Se despertó casi inmediatamente, al contacto le pareció la mano de Gaby.

—¿Qué pasa? —preguntó, pensando instintivamente que se hallaba en el hospital.

—Adam, sácame de aquí.

—Sí, naturalmente —dijo, estaba entontecido, ni dormido, ni despierto. Cerró los ojos contra la luz que Gaby había encendido. Vio que se había puesto pantalones largos y un jersey—. ¿Ahora, quieres decir?

—En este mismo instante.

Sus ojos estaban rojos de haber llorado. Adam sintió que le invadía una ola de ternura y de pena. Al mismo tiempo, su cansancio le empujaba la cabeza contra la almohada.

—Pero, ¿qué van a pensar? —dijo—. No creo que estaría bien desaparecer así como así, en plena noche.

—Dejaré una nota. Les diré que te llamaron urgentemente del hospital.

Adam cerró los ojos.

—Si no quieres venir conmigo, me voy yo sola.

—Ve escribiendo la nota mientras me visto.

Tuvieron que bajar a tientas la amplia escalera, en plena oscuridad. La luna estaba ya baja, pero daba suficiente luz para permitirles encontrar el coche con facilidad. Los grillos se habían dormido, por la razón que fuese. Al otro lado de la piscina, el pobre mapache seguía armando escándalo.

—Espera —dijo ella.

Encendió los faros del coche y se arrodilló a su luz para escoger un gran pedrusco. Adam iba a seguirla, pero ella le detuvo.

—Quiero hacerlo yo sola.

Él siguió sentado en el asiento de cuero, húmedo de rocío, y se estremeció al oírla romper la cerradura de la jaula, preguntándose si habría sido capaz de echar realmente la carta de denuncia que tenía escrita. Un momento después, el mapache cesó de gritar. La oyó volver corriendo al coche, y luego un ruido sordo, como de una caída, y una maldición de Gaby.

Cuando volvió al coche, Gaby estaba riendo y gimiendo y lamiéndose la palma despellejada de una mano.

—Tenía miedo de que me mordiera y cuando eché a correr tropecé en una de las trampas —dijo—. Casi caí de cabeza al estanque.

Adam se echó a reír, y también ella; rieron los dos todo el camino, hasta la calzada, hasta más allá de las gárgolas de piedra y bien entrado el camino real.

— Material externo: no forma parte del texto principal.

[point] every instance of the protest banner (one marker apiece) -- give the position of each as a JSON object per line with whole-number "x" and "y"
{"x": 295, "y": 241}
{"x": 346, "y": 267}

Cuando dejaron de reír Adam vio que Gaby estaba llorando. Pensó ponerse al volante, para que pudiera llorar a sus anchas, pero desistió de ello porque se sentía muy cansado.

Gaby lloraba en silencio; «esta forma de llorar es la peor —pensó él—, mucho más difícil de presenciar que un lloriqueo dramático».

—Escucha —le dijo finalmente con voz fatigada, como si estuviera borracho—, no eres tú la única persona con padres repulsivos. A tu padre le obsesiona el sexo… al mío, el alcohol.

Le explicó a grandes rasgos quién era Myron Silberstein, sin emoción y llamando a las cosas por su nombre. Apenas omitió nada: la historia de un músico ambulante de Dorchester que por pura casualidad consiguió trabajo en la orquesta del Teatro Davis, de Pittsburgh, y una noche conoció a una muchacha italiana mucho más joven e inexperta que él.

—Seguro que se casó con ella por mí —dijo—. Empezó a beber antes incluso de que yo tuviera uso de razón y todavía no ha parado.

De nuevo en la carretera 128, el coche se adentraba en la noche, rehaciendo el camino por donde habían venido. Gaby le tocó el brazo.

—Nosotros podemos ser el comienzo de generaciones nuevas —dijo.